Referring to the decided case law, Lady Justice Simler pointed out that such an assumption of responsibility could only arise if:
- it was “reasonable for the representee to have relied on the representation”, and
- if “the representor should reasonably have foreseen that it was likely he or she would do so”.
“When it comes to assessing the reasonableness of the reliance (looked at objectively), the question whether it was reasonable for the representee to act without making any independent check or inquiry is highly relevant, and in many cases, likely to be determinative.”
Investors were advised by Scotts to seek out independent advice, and had to sign a warranty that “they had relied on their own advice as to the tax analysis and benefits of the scheme.”
Taking all this into account, “it was objectively unreasonable for investors to rely on Mr Thornhill’s advice without making independent inquiry in relation to the likelihood of the scheme achieving the tax benefits; and Mr Thornhill could not reasonably have foreseen that they would do so.” No duty of care was owed by him to them.
Since there was no duty of care, this question of whether Thornhill was reasonably competent had been rendered moot. Nonetheless, Simler LJ chose (as had the High Court before her) to consider it.
She noted that the bullish manner in which Thornhill expressed his opinion (“in my view, there is no doubt that it is [trading]”) could be seen as undermining the risk warnings given in the investment memorandum. “These were of a general nature only and contained no detail as to the three statutory tests of trading, commercially or with a view to a profit. That meant there were no specific warnings given to investors as to the satisfaction of those tests.”
For that reason, she felt that, in order for Thornhill’s opinion to be characterised as fully non-negligent, it would need to have contained stronger caveats. The High Court was “wrong to conclude that had a duty of care been owed by Mr Thornhill to the appellants, it would not have been breached.”
Causation and reliance
The question of causation and reliance was again moot but worthy of consideration. “Even if Mr Thornhill negligently overstated his advice, I am not persuaded that non-negligent advice would have warned that there was a significant risk of a successful challenge to this scheme.” While the investors suggested that a less robust endorsement might have put them off participating, they came nowhere close to demonstrating this.
Lady Justice Carr sounded the warning that “a specialist professional who voluntarily provides unequivocally positive advice to their client in the knowledge:
- that the advice would be made available to a third party without any express disclaimer of responsibility, and
- that the third party would be likely to ‘take comfort’ from that advice and (with their advisers) be assisted by it in deciding whether to enter into a financial transaction,
exposes themselves to the risk of a claim that they owed the third party a duty of care based on an assumption of responsibility.”

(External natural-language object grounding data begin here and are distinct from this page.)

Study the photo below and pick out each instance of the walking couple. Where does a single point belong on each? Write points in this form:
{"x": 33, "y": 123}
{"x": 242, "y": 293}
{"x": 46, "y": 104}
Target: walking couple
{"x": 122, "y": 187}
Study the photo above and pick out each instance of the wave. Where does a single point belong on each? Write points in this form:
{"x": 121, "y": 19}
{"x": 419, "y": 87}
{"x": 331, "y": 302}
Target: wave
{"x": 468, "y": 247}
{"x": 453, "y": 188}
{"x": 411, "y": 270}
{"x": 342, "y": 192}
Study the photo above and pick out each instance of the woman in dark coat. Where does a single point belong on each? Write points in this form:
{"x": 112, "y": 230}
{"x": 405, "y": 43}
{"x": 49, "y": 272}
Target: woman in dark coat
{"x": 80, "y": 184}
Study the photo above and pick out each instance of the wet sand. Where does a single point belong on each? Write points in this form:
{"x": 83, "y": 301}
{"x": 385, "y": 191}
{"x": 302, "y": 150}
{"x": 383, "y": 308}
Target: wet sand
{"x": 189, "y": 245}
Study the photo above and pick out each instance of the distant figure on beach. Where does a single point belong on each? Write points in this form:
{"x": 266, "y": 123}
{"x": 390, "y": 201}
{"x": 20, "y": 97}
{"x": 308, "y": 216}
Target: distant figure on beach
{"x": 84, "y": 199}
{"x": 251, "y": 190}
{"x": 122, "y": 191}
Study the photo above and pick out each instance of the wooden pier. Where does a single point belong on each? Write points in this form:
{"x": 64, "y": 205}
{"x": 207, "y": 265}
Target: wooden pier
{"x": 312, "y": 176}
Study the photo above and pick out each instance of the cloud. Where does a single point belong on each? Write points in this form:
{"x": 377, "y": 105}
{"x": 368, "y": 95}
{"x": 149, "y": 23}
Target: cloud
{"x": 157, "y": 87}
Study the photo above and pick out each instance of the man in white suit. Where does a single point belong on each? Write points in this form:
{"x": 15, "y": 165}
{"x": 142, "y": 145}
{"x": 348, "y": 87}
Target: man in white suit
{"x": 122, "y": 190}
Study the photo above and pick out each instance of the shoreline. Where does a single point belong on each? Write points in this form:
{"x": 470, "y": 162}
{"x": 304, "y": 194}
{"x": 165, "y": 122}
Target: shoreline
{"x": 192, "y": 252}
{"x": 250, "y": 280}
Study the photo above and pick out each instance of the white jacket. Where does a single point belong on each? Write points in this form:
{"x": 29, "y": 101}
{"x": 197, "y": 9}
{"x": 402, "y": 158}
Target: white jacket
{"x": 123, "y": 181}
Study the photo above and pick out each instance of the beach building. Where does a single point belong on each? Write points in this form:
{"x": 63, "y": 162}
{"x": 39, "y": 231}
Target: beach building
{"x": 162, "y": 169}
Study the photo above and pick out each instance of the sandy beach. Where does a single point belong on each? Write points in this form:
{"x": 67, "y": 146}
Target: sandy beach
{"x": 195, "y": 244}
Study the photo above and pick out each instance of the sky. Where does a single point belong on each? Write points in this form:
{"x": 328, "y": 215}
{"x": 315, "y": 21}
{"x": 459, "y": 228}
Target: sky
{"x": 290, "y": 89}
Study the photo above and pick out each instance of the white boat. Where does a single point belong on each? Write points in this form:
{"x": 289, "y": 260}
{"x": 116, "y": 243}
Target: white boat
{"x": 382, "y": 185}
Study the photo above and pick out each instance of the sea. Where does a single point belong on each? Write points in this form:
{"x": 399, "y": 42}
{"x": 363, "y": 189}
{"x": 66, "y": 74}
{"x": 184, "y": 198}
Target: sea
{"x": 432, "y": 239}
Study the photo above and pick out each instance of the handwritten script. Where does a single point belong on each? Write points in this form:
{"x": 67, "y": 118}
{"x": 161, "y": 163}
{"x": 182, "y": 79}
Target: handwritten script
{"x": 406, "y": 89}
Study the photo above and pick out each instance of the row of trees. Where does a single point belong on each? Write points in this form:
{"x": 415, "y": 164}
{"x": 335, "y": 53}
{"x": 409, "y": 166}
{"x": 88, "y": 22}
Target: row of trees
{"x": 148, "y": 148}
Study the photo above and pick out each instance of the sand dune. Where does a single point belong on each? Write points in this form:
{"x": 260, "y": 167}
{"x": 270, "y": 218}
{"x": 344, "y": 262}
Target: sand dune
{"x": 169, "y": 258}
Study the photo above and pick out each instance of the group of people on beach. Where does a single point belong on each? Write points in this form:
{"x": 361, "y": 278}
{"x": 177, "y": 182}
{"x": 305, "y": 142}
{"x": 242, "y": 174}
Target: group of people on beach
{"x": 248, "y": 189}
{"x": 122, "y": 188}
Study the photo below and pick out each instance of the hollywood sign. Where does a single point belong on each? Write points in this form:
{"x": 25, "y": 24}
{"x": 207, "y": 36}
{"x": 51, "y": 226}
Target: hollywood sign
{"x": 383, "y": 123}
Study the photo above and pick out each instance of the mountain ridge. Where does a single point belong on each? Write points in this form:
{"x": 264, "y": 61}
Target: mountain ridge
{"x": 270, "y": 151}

Nonetheless, she agreed that on the facts of the present case that risk had not been triggered.
No duty of care
Andrew Thornhill KC has long had a reputation for bullish support of those schemes which he endorsed. Perhaps, in the view of the Court of Appeal, a little too bullish.
That said, the fundamental point remained that he owed no duty of care to these investors, and so could not be said to have let them down when – some 13 years down the line – HMRC managed to overturn the settled law on which his advice rested.